EU DISSE QUE GOSTAVA DE DIÁRIOS?

Fotografia, Suzana Guimarães
Data: Junho de 2020


terça-feira, 28 de abril de 2020


Sobre sábado ao  meio-dia, em downtown. Desci do carro do meu marido para comprar água e ele então daria a volta no quarteirão para me buscar porque perto da estação do metrô não tinha como parar. Deixei minha bolsa no carro e saltei. Foi assim que o sujeito bêbado se deparou comigo, quando eu acabava de caminhar pelo quarteirão e chegava na esquina de duas avenidas. Tudo estava deserto, mas havia movimento dos trens. Vi duas pessoas sentadas, esperando não sei o quê, aquela gente sempre ao lado de pacotes, parecendo sempre de mudança. Ele se dirigiu a mim, perguntou se eu tinha dinheiro, eu atravessei a rua, fui para a direita, ele foi junto, eu voltei, ele, também;  diminuí o passo ao voltar para a esquerda, ele, também. Eu não desviava os olhos dos dele, apenas esperava seus movimentos. Ele não queria dinheiro. Queria se divertir com a minha cara. Foi quando o anjo mais negro que a mais negra noite sem lua voou para cima dele, foi assim que vi, como comentei ontem, voltei lá para entender, ele saltou da plataforma do metrô para cima dele. Deu-se um branco. Só vi o colarinho da camisa dele, xadrez em vermelho e preto, camisa de manga curta, pois eu vi seu braço partindo para cima do sujeito, também negro, mas mais claro, mais baixo, mais velho, barrigudo e bêbado. Corri. Voltei para onde eu tinha saltado do carro. Enquanto corria, eu ouvia os gritos dos dois, o anjo chegou aos berros, aos gritos e aos sopapos. Eu nem disse Thank you... naquele momento, pensei se tudo aquilo seria teatro, uma tentativa de me confundir, como faz a bandidagem em Belo Horizonte, pensei também que aquilo poderia atrair mais pessoas para a briga, então corri. Se alguém pudesse sentir a solidão do mundo, esse alguém era eu naquele momento. Não tinha nada aberto para eu me esconder. Passei o local que havia combinado com meu marido e continuei correndo para parar perto de três homens numa fila de um caixa automático. Foi quando liguei para o meu marido. Mas ele não entendeu onde eu estava e se perdeu também.

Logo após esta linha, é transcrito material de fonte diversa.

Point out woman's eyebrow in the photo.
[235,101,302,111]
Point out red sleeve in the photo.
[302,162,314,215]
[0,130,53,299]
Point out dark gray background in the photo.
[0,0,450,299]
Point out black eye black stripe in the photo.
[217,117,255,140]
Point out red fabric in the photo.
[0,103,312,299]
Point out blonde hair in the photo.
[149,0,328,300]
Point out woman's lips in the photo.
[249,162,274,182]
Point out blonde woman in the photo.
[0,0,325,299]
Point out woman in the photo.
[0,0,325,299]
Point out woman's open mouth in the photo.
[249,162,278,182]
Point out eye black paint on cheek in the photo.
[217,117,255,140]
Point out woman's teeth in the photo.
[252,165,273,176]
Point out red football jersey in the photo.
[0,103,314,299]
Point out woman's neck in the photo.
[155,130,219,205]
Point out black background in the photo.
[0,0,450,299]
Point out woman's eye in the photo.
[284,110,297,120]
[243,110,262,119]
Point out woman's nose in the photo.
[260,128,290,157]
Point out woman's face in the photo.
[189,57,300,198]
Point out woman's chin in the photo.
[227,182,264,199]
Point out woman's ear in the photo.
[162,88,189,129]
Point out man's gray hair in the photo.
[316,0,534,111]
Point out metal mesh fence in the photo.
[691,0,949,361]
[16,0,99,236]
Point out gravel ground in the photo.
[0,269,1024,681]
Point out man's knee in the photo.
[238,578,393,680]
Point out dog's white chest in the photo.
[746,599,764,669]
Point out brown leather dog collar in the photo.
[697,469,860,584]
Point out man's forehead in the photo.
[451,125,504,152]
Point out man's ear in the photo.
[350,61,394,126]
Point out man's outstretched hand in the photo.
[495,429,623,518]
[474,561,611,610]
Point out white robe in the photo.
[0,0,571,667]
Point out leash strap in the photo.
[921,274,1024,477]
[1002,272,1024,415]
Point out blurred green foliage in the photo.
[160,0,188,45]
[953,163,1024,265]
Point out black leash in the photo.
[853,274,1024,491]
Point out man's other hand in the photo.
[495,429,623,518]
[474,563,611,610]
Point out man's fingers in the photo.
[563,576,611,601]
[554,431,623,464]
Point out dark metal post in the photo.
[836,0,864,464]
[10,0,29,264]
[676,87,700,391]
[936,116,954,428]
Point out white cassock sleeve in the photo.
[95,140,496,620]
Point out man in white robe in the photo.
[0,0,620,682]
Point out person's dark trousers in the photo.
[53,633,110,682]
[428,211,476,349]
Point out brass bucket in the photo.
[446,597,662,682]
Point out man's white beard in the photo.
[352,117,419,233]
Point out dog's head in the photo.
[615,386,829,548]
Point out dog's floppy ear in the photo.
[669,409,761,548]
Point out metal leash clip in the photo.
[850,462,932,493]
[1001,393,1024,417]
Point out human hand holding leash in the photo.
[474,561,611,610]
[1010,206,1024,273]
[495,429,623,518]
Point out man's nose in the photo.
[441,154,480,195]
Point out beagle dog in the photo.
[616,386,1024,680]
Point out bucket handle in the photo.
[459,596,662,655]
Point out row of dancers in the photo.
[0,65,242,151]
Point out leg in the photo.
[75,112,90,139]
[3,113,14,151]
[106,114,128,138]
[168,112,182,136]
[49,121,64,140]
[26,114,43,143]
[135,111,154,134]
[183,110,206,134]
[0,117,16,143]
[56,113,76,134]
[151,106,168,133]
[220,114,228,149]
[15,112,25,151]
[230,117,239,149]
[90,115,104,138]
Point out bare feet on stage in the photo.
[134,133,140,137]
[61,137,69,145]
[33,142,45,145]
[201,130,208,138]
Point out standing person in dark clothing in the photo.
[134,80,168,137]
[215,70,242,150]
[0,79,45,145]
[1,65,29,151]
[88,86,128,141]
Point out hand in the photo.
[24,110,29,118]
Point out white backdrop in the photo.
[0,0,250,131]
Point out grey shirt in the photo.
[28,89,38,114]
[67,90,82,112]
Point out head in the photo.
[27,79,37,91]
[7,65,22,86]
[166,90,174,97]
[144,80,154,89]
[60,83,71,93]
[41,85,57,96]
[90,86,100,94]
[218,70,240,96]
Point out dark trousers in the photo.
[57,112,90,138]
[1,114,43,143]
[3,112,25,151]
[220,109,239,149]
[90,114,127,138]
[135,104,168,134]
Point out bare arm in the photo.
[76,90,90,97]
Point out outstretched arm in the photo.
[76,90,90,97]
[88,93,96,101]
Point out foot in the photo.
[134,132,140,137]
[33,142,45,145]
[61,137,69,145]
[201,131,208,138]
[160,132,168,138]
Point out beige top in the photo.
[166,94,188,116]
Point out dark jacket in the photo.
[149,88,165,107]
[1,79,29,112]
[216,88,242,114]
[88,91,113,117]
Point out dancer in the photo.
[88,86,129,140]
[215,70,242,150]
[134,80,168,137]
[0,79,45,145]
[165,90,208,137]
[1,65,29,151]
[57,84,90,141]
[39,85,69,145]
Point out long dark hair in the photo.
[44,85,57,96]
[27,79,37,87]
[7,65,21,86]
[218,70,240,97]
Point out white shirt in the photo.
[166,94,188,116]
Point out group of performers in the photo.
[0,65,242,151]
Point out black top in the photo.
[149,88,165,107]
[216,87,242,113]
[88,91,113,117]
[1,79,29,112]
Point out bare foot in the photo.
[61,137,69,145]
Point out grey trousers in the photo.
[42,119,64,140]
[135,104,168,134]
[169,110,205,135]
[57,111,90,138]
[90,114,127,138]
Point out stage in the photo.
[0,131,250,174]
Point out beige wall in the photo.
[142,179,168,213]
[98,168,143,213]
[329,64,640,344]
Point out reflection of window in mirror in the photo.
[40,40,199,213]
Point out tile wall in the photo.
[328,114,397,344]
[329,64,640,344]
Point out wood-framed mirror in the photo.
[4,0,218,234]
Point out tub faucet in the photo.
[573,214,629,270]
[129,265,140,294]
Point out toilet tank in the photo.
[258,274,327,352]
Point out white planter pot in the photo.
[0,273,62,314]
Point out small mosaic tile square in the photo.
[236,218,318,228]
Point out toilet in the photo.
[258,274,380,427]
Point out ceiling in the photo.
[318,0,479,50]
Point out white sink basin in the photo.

Foi quando vi o sujeito caminhando menos trôpego em minha direção. Para onde tinha ido R? Atravessei a avenida. Liguei para ele mais duas vezes, aos berros. Entendi então que havia sido aquilo mesmo: o cara me defendeu, sim, e depois seguiu o caminho dele. Avistei R, atravessei a avenida correndo e entrei no carro dele. Não pensei em voltar ao local para tentar agradecer... fiquei atônita. Queria só voltar para casa.

Mas eu agradeci mesmo quando não estava entendendo nada. Ontem, eu dormi digitando isso, hoje, penso nele e faço meu silêncio, sou silêncio, sou a noite lá fora, uma cadeira vazia, debaixo da árvore, à espera.